With a grunt, Sebastian tucked Peregrine’s leg back into the basin and pulled out the other. He cleaned it and returned it, too, then plunged his arm into the water to run the washcloth between Peregrine’s thighs. Peregrine noticed, but only peripherally. His attention was held rapt by the flames flickering overhead.

“The fire,” Peregrine managed in a small voice as Sebastian worked the washcloth over the more intimate parts of his anatomy. “If one were to touch it, would it burn?”

“Yes.”

“And if you were to touch it?”

“No. Only if I were to let it.”

How fascinating. Peregrine grinned. “So you control it, then? Every aspect of it? Whether it burns or not, and where it appears?”

“Yes.”

“And you can summon it at will?”

Rather than respond, Sebastian held his unoccupied palm over the surface of the water, which promptly caught fire. Peregrine gasped and scrambled back, tripping over the linen beneath his feet in an attempt to escape the flames surrounding him. With a loud splash and an ungraceful flailing of his arms, he tumbled straight through the flame, which yielded to his body and didn’t so much as singe the fair hair on his arms.

“It yields to me,” Sebastian stated as Peregrine struggled to catch his breath while fire harmlessly licked up his arms and swirled around his legs. “One day, you will yield to me, too, omega.”

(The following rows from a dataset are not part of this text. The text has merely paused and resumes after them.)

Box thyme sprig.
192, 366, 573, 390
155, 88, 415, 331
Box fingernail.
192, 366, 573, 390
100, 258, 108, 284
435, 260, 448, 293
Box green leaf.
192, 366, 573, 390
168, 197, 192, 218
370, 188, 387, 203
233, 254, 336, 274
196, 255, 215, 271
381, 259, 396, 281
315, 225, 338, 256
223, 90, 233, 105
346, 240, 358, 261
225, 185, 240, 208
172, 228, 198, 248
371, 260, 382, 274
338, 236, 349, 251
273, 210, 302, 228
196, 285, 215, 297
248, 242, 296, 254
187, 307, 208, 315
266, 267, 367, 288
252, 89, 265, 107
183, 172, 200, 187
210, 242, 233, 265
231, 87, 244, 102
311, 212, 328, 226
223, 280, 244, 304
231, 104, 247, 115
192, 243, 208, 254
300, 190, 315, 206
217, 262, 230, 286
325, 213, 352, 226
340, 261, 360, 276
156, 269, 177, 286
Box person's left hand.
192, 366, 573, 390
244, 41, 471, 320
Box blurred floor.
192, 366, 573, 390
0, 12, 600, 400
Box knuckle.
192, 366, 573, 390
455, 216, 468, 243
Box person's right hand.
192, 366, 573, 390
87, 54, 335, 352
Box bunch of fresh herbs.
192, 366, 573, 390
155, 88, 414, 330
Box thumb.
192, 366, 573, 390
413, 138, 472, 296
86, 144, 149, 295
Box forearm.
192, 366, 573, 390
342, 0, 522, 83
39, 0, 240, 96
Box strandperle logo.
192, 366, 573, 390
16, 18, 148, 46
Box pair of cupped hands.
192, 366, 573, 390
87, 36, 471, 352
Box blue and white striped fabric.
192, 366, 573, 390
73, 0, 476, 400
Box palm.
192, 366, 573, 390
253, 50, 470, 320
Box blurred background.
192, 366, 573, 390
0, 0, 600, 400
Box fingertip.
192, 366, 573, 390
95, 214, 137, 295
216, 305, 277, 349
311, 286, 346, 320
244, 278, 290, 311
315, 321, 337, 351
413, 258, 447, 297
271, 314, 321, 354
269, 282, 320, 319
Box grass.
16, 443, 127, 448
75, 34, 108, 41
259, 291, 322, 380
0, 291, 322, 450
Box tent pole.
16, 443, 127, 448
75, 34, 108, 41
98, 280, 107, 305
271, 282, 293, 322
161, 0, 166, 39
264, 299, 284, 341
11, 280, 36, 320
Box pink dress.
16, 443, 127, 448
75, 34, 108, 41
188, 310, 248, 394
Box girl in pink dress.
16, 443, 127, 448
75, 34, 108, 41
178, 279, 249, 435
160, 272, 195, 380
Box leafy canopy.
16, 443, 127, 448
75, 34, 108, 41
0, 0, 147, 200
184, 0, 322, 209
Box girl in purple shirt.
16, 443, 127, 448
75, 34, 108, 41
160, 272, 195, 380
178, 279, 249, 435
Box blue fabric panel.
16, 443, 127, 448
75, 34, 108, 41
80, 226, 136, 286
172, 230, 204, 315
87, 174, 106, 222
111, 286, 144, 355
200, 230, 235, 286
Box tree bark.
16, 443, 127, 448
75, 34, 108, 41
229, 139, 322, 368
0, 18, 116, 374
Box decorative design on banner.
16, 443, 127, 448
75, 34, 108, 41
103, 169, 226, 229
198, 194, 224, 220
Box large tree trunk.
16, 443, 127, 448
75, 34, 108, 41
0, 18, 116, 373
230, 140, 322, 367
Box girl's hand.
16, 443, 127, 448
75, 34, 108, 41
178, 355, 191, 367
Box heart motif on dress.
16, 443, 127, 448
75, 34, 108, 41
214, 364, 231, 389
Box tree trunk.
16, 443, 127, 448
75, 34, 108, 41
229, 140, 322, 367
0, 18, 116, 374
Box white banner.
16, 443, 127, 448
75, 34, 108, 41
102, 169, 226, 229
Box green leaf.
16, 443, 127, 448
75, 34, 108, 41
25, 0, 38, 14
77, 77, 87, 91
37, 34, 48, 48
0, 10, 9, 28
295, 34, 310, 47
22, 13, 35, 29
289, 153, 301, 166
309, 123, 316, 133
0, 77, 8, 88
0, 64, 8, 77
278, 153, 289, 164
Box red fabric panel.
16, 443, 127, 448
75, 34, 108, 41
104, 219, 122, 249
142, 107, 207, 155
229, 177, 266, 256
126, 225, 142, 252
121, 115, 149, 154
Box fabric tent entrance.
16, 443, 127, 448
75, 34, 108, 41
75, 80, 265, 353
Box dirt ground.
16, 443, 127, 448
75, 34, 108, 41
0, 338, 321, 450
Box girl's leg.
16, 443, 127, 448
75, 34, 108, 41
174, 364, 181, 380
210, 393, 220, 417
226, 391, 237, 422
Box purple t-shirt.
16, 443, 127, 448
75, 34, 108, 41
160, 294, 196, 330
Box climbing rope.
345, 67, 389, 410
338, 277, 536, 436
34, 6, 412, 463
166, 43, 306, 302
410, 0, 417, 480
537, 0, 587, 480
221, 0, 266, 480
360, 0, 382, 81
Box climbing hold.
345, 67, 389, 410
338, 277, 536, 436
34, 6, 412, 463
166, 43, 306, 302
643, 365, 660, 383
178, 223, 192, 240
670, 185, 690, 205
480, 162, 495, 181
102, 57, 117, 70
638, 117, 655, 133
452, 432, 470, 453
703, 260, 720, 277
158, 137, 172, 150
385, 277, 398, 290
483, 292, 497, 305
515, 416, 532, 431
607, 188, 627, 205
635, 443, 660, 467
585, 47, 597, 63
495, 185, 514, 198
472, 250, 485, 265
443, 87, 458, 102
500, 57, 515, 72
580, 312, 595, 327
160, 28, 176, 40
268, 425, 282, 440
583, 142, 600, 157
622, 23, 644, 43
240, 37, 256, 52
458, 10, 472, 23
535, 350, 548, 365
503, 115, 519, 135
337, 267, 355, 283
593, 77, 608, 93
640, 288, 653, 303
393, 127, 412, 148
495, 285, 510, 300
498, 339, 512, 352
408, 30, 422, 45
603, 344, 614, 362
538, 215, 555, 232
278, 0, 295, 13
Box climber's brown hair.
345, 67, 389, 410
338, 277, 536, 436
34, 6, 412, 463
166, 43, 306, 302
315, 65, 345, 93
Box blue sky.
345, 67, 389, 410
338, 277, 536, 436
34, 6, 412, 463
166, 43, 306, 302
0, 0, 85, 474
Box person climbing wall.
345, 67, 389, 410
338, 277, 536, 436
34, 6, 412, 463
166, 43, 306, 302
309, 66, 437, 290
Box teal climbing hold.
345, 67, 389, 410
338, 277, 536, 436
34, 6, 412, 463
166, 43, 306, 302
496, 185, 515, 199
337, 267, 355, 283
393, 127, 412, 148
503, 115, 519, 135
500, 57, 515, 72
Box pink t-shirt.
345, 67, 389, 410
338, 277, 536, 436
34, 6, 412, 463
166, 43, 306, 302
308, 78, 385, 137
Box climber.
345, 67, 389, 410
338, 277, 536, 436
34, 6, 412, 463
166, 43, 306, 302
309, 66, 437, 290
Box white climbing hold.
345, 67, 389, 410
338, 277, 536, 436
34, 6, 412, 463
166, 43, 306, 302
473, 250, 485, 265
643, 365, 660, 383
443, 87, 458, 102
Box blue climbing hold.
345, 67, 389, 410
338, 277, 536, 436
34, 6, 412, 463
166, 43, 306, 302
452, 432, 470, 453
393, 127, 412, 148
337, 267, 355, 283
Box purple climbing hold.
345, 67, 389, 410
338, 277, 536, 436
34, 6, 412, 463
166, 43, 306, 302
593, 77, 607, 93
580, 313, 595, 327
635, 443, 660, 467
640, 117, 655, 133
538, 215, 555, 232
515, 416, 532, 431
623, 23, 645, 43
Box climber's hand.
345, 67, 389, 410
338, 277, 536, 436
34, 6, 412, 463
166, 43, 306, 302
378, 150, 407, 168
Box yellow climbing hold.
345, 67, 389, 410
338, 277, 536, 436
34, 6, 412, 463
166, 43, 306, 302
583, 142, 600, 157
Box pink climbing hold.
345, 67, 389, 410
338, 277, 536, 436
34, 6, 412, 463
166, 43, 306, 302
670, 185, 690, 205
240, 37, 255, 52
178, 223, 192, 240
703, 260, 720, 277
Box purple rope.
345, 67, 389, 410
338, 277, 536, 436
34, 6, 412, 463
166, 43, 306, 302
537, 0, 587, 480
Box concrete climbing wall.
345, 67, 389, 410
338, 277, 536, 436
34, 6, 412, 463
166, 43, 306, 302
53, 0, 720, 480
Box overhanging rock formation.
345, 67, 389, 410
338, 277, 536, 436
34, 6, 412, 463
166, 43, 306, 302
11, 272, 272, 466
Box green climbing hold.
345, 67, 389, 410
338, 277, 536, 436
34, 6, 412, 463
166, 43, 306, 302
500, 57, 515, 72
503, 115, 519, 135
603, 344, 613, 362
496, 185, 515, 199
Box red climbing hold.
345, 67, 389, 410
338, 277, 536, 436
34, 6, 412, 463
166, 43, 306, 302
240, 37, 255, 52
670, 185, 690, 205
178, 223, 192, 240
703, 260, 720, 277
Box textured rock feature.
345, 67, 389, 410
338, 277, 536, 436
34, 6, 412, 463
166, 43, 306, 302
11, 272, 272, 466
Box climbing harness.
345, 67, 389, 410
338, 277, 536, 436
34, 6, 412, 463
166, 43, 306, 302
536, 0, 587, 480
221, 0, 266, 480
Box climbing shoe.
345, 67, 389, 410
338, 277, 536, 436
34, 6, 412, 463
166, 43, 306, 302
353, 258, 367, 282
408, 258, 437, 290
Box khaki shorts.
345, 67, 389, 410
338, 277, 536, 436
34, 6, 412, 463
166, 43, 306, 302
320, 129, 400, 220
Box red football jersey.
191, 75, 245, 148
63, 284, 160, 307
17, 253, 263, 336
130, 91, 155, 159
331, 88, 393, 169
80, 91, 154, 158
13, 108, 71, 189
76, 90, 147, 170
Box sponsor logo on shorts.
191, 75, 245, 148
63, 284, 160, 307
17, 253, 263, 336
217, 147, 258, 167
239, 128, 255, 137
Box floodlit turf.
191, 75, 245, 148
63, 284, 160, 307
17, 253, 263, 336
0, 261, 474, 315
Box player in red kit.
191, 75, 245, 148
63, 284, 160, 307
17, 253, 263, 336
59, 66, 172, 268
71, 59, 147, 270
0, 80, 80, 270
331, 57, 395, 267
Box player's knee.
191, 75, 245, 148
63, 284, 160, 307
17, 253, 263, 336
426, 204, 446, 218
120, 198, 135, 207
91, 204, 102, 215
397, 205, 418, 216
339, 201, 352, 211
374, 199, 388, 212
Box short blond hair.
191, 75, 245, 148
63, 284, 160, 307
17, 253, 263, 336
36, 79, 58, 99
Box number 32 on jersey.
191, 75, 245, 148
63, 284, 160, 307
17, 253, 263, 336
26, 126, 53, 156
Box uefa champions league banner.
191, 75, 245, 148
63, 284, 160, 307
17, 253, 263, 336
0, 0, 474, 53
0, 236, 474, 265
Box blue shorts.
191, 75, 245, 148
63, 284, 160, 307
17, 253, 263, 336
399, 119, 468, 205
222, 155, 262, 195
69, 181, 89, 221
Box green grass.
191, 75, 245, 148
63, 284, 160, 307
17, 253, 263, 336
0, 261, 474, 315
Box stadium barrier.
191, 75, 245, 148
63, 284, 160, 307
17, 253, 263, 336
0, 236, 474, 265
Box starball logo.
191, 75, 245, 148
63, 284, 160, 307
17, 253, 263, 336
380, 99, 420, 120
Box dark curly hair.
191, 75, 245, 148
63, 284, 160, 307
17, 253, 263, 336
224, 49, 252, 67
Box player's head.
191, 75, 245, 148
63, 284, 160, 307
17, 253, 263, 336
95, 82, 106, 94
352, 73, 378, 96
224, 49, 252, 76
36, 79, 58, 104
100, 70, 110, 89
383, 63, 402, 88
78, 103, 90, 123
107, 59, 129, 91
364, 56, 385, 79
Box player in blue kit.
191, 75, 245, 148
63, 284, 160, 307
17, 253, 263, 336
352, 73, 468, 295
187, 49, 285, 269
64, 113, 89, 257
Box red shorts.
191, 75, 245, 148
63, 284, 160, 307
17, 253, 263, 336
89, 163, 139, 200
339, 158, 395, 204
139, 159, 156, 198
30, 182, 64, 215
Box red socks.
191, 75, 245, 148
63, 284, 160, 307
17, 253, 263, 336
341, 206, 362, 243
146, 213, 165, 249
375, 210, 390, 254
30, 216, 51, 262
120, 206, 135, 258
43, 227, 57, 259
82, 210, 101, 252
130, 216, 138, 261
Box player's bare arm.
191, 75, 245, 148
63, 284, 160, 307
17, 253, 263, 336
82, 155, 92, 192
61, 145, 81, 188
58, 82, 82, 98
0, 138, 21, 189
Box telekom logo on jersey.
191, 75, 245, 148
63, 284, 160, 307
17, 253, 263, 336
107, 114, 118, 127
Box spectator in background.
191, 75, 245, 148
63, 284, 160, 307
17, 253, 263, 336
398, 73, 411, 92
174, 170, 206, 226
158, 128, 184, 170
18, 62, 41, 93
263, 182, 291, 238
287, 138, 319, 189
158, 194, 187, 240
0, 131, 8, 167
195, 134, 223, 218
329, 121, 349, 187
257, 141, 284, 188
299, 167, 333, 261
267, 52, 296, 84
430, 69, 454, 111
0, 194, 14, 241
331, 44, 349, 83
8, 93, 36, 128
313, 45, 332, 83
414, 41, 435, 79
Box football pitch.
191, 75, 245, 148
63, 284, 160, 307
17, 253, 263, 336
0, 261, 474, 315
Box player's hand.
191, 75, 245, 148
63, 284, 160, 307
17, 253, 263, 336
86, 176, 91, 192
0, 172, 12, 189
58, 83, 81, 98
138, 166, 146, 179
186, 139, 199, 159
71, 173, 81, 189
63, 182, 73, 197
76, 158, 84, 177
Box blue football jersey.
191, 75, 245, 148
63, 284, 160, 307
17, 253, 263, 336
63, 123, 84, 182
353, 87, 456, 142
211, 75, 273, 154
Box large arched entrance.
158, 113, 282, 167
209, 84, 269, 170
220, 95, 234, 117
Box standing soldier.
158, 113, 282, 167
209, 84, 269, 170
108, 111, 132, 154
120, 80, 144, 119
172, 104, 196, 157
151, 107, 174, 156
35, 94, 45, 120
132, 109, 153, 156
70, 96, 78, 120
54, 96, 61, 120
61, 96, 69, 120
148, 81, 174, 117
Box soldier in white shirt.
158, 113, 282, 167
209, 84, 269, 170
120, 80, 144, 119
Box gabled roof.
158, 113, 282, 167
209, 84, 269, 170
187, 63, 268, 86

“I do yield to you, my lord.”

Sebastian shook his head. “You do not yield to me any more than the water in this basin, meekly pushed aside when introduced to any kind of resistance. No. One day, you will yield to me like the fire does—shaped by my hand, but still vibrant and alive. It burns of its own volition, Peregrine. I may control its size and shape, but not even the mightiest dragon can control the way it flickers. I want you to yield to me like it does. Do you understand?”

Peregrine wasn’t sure that he did, but he bowed his head regardless. One day he thought he might, and for now, that seemed like enough.